Find any one of multiple possible repeated integers in a list

Question

Given an array of n+1 integers, each in the range 1 to n, find an integer that is repeated.

I was asked this at a job interview. Here's my answer: The Pigeonhole Principle says there has to be a repeat. I tried to use a binary search approach, so I did this in Matlab, because that's what I know:

top = 0;
bot = 0;
for i=1:n+1
  if P[i] > n/2 
    top = top+1;
  else
    bot = bot+1;
end

So then I argue that one of these, top or bot, has to be bigger than n/2 by the PhP again. Take that range and repeat.

I thought this was a pretty good solution, but the interviewer sort of hinted that one can do better. Please post any better solutions you know of.

Answer 1

I'm not sure how you're defining "better", but perhaps this qualifies. At least it's different from your solution and the solutions to the linked list questions (pun intended).

If we make a path

n+1 --> array[n+1] --> array[array[n+1]] --> ...

then this path contains a cycle if and only if array^k[n+1] = array^l[n+1] for some k != l, that is, if and only if there is a repeat. The question now becomes a common linked list problem that can be solved as follows.

Start two particles on the first node. Let the first particle move at unit speed and let the second particle move at twice unit speed. Then if there is a cycle, the second particle will end up looping back behind the first, and eventually they'll be the same. Why? Well, if you think of the particles as on a circle (which they will be once the find the loop), at every time unit the second particle gets one directed step closer to the first. Therefore they must eventually collide. One they do, you've found a loop. To find the repeated value, simply get the length of the loop by letting one particle stand still while the other runs the loop again. Then start both particles at the start again, let one move the length of the loop ahead, and then run both particles together with constant distance between them until they meet again at the beginning of the loop.
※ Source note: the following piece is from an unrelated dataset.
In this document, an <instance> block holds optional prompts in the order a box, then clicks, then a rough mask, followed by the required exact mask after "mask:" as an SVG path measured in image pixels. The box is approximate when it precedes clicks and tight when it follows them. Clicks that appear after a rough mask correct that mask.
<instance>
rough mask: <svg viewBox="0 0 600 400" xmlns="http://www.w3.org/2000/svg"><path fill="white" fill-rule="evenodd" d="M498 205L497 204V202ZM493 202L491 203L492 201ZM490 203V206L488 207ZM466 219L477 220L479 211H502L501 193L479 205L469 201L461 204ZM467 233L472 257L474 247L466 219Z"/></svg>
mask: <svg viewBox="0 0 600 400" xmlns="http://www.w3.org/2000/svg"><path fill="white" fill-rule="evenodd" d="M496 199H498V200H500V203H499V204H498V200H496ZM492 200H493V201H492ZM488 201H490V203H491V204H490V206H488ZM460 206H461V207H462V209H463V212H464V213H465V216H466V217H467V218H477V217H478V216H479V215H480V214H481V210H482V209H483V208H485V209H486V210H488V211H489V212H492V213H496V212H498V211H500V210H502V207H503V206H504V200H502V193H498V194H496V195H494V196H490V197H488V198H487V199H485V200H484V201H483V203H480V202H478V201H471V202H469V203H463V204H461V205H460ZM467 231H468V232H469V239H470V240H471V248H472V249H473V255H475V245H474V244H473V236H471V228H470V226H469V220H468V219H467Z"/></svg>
As some commentators are outraged that I did not include all of the details of how to find a loop in a linked list, here it now is. No promises that this isn't buggy (it's Matlab-esque pseudocode after all), but it should at least explain the idea.
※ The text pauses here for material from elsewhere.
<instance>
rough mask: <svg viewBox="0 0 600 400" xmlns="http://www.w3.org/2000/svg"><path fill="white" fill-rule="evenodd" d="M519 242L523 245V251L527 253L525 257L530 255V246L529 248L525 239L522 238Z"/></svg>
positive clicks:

%% STEP 1: find a point in the cycle of the linked list using a slow and fast particle
slow = n+1;
fast = n+1;
for i=1 to n+1
    slow = array[slow];
    fast = array[array[fast]];
    if (slow == fast)
        break;
end

%% STEP 2: find the length of the cycle by holding one particle fixed
length = 1;
fast = array[fast]
while fast != slow
    fast = array[fast];
    length = length+1;
end

%% STEP 3: find the repeated element by maintaining constant distance between particles
slow = n+1;
fast = n+1;
for i=1 to length
    fast = array[fast];
end
while fast != slow
    fast = array[fast];
    slow = array[slow];
end

%% STEP 4: return the repeated entry
return slow;

Here I started at n+1 because array[i] is between 1 and n, so neither particle will ever be sent back to n+1. This makes at most one pass through the array (though not in order) and keeps track of two particles (slow and fast) and one integer (length). The space is therefore O(1) and the time is O(n).

Answer 2

If you know that there is exactly one number that is duplicate you can find it by summing all of them and subtracting the sum of numbers from 1 to n:

duplicate = sum P[i] - n(n+1)/2

If not, then you can iterate through the array and put each number in a hashtable. If the number already exists then that's the duplicate. This is also O(n) assuming the hashtable operations are O(1).

Or event better - to avoid the hashtable you can use an array of booleans of size n:

int[] P = new int[] { 3, 2, 5, 1, 4, 2 };
bool[] Q = new bool[6];

foreach( var p in P ){
    if ( Q[p] ) {
        Console.WriteLine("Duplicate: " + p);
        break;
    }
    Q[p] = true;
}